DAN BICKLEY

ASU’s gamble on dramatically different Herm Edwards paying off

Sep 11, 2018, 5:10 PM | Updated: 7:53 pm

(AP Photo/Jae C. Hong, File)...

(AP Photo/Jae C. Hong, File)

(AP Photo/Jae C. Hong, File)

Arizona has three marquee football teams, three new leaders and one early winner.

Yeah. Not who we expected.

Herm Edwards is unbeaten, prematurely vindicated and showing great restraint over the first two weeks of the season. He was once the worst hire in recent college football history. He’s now the best story in college football’s present. He is making us all look like fools.

The new ASU head coach is also something of a pioneer. Most successful coaches peddle their status for cushy television jobs. Edwards is doing just the opposite, leveraging his on-camera success to become the impact coach he never was in the NFL.

Edwards is dramatically different in other ways. He stands out among college football coaches because he’s not self-obsessed, tyrannical or ruthless with his authority. He’s comfortable in his skin. He doesn’t belittle or incessantly scream at his young players.

He’s an old-school coach with a new-age mentality. And in a business dominated by sour personalities like Urban Meyer and Nick Saban, Edwards’ demeanor might be a bigger selling point to future recruits than his celebrity and deep well of friends at ESPN.

“I haven’t wavered in my thoughts or my mindset on how I treat them,” Edwards said. “There are consequences when you don’t do things right. It doesn’t matter who you are, and they get that part of it.

“And it’s really about serving them. I’ve always told those guys, ‘My job is to serve you as head coach. You don’t serve me. I’m going to serve you and all I want is respect on the other end of it.’ ”

Edwards’ mentality is a rarity in college football, where too many head coaches are corrupted by the money they generate and the power they wield. He can be trusted when telling a mother he’ll care for her child because his actions match his words.

“We respect each other,” Edwards said of his players. “(I tell them) ‘We don’t always have to agree. You have a voice. My office is always open. You can always come in here and have a conversation with me.’ And I get a lot of players coming in and out of this office, and it’s never about football, which is even more great for me.

“I just think they want consistency. They want someone who cares about them. And I care about them. I care about them like they’re my kids. I’m their dad right now.”

ASU’s early success has made Ray Anderson look like a genius. His controversial hiring of a former client appears to be visionary. Edwards has embraced all media, churning out interviews, turning ASU football into an open book and a feel-good story. The fourth game in Edwards’ tenure is now slated for national television, a showdown against Washington that will be televised on ESPN.

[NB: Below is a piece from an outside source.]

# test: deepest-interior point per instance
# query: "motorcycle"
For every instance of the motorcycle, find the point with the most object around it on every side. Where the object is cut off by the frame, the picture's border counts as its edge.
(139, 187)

The experiment is working.

“When it comes to Coach Edwards, I think the biggest thing that nobody realizes is that he took a lot of fire,” ASU quarterback Manny Wilkins said. “You saw it all over social media, all the negative comments we took for hiring him. But he handled it so professionally. He just walked into the room, demanded respect and we got after it right away. He set the foundation for the program early on.”

Edwards hadn’t coached a football game since 2009. He hadn’t served on a college coaching staff since 1989. Many believed he was a dumpster fire waiting for a match to drop, and his early rhetorical gaffes only reinforced our ignorance.

Edwards has made very few mistakes since, with the exception of the tumble he took traversing Mt. Kush. He eschewed the comfort of practicing too often inside an air-conditioned bubble, training against the elements, laying the groundwork for their Week 2 upset of Michigan State.

He hired an excellent staff, including a defensive coordinator who is making a real difference in Tempe. He’s also found a soft spot in his profession: An empathetic, fatherly head coach with NFL ties, ESPN contacts and an ego that needs no reinforcement.

Edwards has been remarkably understated following his first two victories, cracking the Top 25 before the middle of September. His humility speaks to experience and maturity, but deep down, he must be exhilarated by what’s happening in Tempe.

He surely feels better than Steve Wilks, who couldn’t sleep after the Cardinals’ 24-6 loss on Sunday. The rookie head coach got back into his car, drove to team headquarters and watched film until his eyes could take no more. His debut was a disaster. He feels worse than his team performed, and that’s no easy feat.

The ASU head coach is far outpacing Kevin Sumlin, once exalted and currently overrated, posting two bad losses in his first two games at the University of Arizona.

And yet Edwards couldn’t shut it down after Saturday’s impressive win against Michigan State, either. He was home by 1:30 a.m. and back at ASU’s football facility by 3:30 a.m., hunkering down to watch film. It’s proof that even winners are insomniacs at the highest level of football.

And that you can’t go to sleep on Herm Edwards.